# Extract read mapping
$ ./cnvnator -root file.root -tree file.bam
# Generate histogram
$ ./cnvnator -root file.root -his 1000 -chrom 1 2 3 4 5 6 7 8 9 10 11 12 13 14 15 16 17 18 19 20 21 22 X Y -d dir_with_genome_fa/
OR
$ ./cnvnator -root file.root -his 1000 -chrom 1 2 3 4 5 6 7 8 9 10 11 12 13 14 15 16 17 18 19 20 21 22 X Y -fasta file_genome.fa.gz
OR
$ ./cnvnator -root file.root -his 1000 -chrom chr1 chr2 chr3 chr4 chr5 chr6 chr7 chr8 chr9 chr10 chr11 chr12 chr13 chr14 chr15 chr16 chr17 chr18 chr19 chr20 chr21 chr22 chrX chrY -fasta file_genome.fa.gz
# Calculate statistics
$ ./cnvnator -root file.root -stat 1000
# Partition
$ ./cnvnator -root file.root -partition 1000
# Call CNVs
$ ./cnvnator -root file.root -call 1000
You must install ROOT package and set up $ROOTSYS
variable (see ROOT documentation here).
Also, a link to the samtools binary should be present in your CNVnator directory.
If compilation is not completed but the file libbam.a has been created, you can continue.
git clone https://github.com/abyzovlab/CNVnator.git
cd CNVnator
ln -s /path/to/src/samtools samtools
make
If make doesn't work, try "make OMP=no"
which will disable parallel support.
Yeppp is a library which provides high-performance implementations of math functions.
To install with Yeppp support, download Yeppp from here
and extract it to a location of your choice. Set YEPPPLIBDIR
and YEPPPINCLUDEDIR
directories appropriately.
Typically, for Linux-based systems on x86-64, YEPPPLIBDIR
will be yeppp-1.0.0/binaries/linux/x86_64/ and YEPPPINCLUDEDIR
will be
yeppp-1.0.0/library/headers.
To build, type
make YEPPPLIBDIR=... YEPPPINCLUDEDIR=...
To disable OpenMP, add OMP=no
to the make command.
Running CNVnator involves a few steps outlined below. Chromosome names and lengths are parsed from the input sam/bam file header.
$ ./cnvnator -root out.root [-chrom name1 ...] -tree [file1.bam ...] [-lite]
where,
-root out.root -- specifies output ROOT file.
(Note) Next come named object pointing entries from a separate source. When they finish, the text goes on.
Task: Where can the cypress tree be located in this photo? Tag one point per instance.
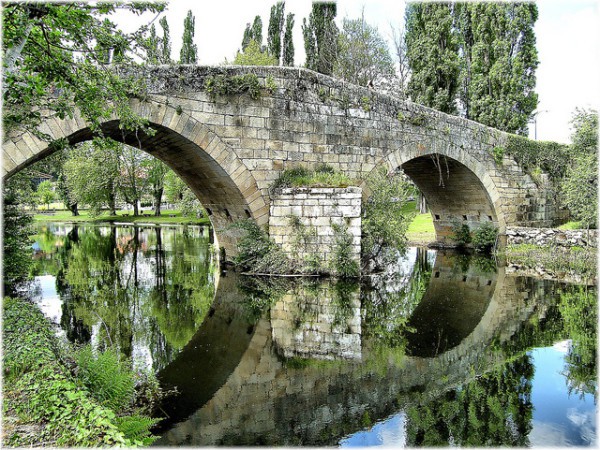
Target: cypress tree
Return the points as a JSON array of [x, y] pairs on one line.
[[288, 43], [320, 37], [165, 43], [188, 54], [275, 30], [499, 75], [432, 49], [257, 30]]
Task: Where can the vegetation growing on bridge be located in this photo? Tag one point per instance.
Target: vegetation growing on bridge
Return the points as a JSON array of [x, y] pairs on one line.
[[322, 176]]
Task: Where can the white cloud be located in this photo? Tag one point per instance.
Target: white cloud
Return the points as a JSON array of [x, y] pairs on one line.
[[568, 74], [567, 33]]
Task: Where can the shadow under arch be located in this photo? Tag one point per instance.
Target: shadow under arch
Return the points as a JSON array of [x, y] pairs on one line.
[[453, 306], [456, 184], [207, 164]]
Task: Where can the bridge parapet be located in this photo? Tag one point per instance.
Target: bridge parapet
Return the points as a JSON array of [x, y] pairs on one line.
[[230, 148]]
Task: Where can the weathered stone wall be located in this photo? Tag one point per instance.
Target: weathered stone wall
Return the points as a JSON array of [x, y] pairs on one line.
[[303, 221], [229, 149], [552, 236]]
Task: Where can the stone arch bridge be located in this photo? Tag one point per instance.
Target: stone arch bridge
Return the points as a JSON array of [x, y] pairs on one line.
[[230, 148]]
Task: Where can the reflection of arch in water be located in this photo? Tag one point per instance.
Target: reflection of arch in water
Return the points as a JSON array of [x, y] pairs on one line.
[[451, 308], [207, 361], [266, 401]]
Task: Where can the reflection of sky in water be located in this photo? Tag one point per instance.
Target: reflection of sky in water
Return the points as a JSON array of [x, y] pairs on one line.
[[389, 433], [559, 420]]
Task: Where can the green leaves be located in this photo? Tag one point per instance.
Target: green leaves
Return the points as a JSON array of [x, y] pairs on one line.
[[54, 61]]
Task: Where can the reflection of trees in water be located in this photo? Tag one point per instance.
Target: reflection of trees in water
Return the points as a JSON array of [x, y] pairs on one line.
[[388, 305], [134, 289], [493, 410], [579, 310]]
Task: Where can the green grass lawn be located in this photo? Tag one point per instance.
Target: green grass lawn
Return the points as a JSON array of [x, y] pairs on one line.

See ROOT package documentation.
-chrom name1 ... -- specifies chromosome name(s).
-tree file1.bam ... -- specifies bam file(s) names.
-lite -- use this option to produce a "lighter" (smaller) root file.
Chromosome names must be specified the same way as they are described in the sam/bam header, e.g., chrX or X. One can specify multiple chromosomes separated by space. If no chromosome is specified, read mapping is extracted for all chromosomes in the sam/bam file. Note that this would require machines with a large physical memory of at least 7Gb. Extracting read mapping for subsets of chromosomes is a way around this issue. Also note that the root file is not being overwritten.
Example:
./cnvnator -root NA12878.root -chrom 1 2 3 -tree NA12878_ali.bam
for bam files with a header like this:
@HD VN:1.4 GO:none SO:coordinate
@SQ SN:1 LN:249250621
@SQ SN:2 LN:243199373
@SQ SN:3 LN:198022430
...
or
./cnvnator -root NA12878.root -chrom chr1 chr2 chr3 -tree NA12878_ali.bam
for bam files with a header like this:
@HD VN:1.4 GO:none SO:coordinate
@SQ SN:chr1 LN:249250621
@SQ SN:chr2 LN:243199373
@SQ SN:chr3 LN:198022430
...
Example:
./cnvnator -root NA12878.root -chrom 4 5 6 -tree NA12878_ali.bam
./cnvnator -root NA12878.root -chrom 7 8 9 -tree NA12878_ali.bam
is equivalent to
./cnvnator -root NA12878.root -chrom 4 5 6 7 8 9 -tree NA12878_ali.bam
$ ./cnvnator -root file.root [-chrom name1 ...] -his bin_size [-d dir]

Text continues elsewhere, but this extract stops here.